Irrigation timing and rate affect cotton boll distribution and fiber quality

Authors: SCHAEFER, CURTIS - Texas Tech University; RITCHIE, GLEN - Texas Tech University; BORDOVSKY, JAMES - Texas A&M Agrilife; LEWIS, KATIE - Texas Tech University; KELLY, BRENDAN - Texas Tech University

Submitted to: Agronomy Journal
Publication Type: Peer Reviewed Journal
Publication Acceptance Date: 1/19/2018
Publication Date: 3/22/2018
Citation: Schaefer, C.R., Ritchie, G.L., Bordovsky, J.P., Lewis, K., Kelly, B. 2018. Irrigation timing and rate affect cotton boll distribution and fiber quality. Agronomy Journal. 110(3):922-931. https://doi.org/10.2134/agronj2017.06.0360.
DOI: https://doi.org/10.2134/agronj2017.06.0360

Interpretive Summary: Decreased groundwater under the Texas High Plains has increased the risks associated with irrigation. However, timing application of irrigation boost crop yields significantly in most years. Therefore, scientists from Texas Tech University, and Texas A&M University in the ARS led Ogallala Aquifer Program investigated 27 irrigation treatments combining time of application and amount of applied water using cotton as the crop. Heavy irrigation early in the growing season used more water, did not increase boll number, and was often detrimental to yield. Mid- and late-season irrigation improved yield and fiber quality. These results provide insight into optimizing cotton water use in a region with declining crop water availability, increased pumping restrictions, and a challenging climate.
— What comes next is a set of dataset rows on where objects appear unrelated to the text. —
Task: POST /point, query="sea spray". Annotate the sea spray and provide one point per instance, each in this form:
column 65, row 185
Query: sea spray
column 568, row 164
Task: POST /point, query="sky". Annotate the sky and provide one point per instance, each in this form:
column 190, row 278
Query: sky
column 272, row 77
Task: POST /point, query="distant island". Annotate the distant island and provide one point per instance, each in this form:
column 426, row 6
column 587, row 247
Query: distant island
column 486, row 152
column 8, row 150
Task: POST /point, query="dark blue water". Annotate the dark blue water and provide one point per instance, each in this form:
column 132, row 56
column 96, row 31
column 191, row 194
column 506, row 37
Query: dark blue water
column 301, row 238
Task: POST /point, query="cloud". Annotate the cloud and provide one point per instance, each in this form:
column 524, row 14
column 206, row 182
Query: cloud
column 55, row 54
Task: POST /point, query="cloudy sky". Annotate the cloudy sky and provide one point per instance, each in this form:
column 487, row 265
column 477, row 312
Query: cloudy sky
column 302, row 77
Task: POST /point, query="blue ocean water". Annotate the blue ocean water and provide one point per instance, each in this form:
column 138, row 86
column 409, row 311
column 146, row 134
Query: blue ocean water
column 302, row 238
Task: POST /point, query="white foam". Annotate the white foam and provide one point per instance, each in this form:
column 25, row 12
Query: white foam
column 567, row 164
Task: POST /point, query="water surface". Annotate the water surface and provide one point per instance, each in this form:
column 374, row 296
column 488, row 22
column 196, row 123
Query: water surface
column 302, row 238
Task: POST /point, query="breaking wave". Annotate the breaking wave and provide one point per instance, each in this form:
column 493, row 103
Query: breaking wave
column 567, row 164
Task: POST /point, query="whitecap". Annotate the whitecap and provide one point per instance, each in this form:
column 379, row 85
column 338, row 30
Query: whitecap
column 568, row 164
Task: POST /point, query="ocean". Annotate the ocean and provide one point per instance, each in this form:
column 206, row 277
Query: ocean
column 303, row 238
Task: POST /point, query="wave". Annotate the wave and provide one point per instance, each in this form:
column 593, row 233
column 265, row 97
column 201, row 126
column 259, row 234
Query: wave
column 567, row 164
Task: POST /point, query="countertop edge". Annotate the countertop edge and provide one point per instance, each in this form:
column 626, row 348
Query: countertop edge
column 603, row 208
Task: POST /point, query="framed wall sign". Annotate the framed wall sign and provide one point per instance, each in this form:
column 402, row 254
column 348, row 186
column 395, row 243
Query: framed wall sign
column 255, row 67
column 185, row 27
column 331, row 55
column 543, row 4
Technical Abstract: Decreased aquifer water in the Texas High Plains has increased the risks associated with irrigation, including lower irrigation volume and the need to balance seasonal water demands among crops, requiring management of both irrigation rate and timing. Boll distribution measurements in cotton (Gossypium hirsutum L.) can be used to quantify the effects of irrigation on productivity and were used in a study of irrigation rate × timing from 2011 to 2013 in Halfway, TX. Field experiments quantified cotton boll distribution using three in-season irrigation levels (maximums of 0, 3.2, and 6.4 mm per d) during three different irrigation periods determined by accumulated growing degreedays (GDD) based on the threshold of 15.6°C: period 1 (P1, less than 525 GDD), period 2 (P2, 525–750 GDD), and period 3 (P3, greater than 750 GDD). Combinations of these factors resulted in 27 irrigation treatments, applied with a low energy precision application (LEPA) pivot. Heavy irrigation early in the growing season used more water, did not increase boll number, and was often detrimental to yield. Mid- and late-season irrigation improved yield and fiber quality, with P2 irrigation influencing yield in the middle of the plant and P3 irrigation controlling yield at the top of the plant. Moderate irrigation later in the season minimized effects of short-term water deficit observed in other similar studies. These results provide insight into optimizing cotton water use in a region with declining crop water availability, increased pumping restrictions, and a challenging climate.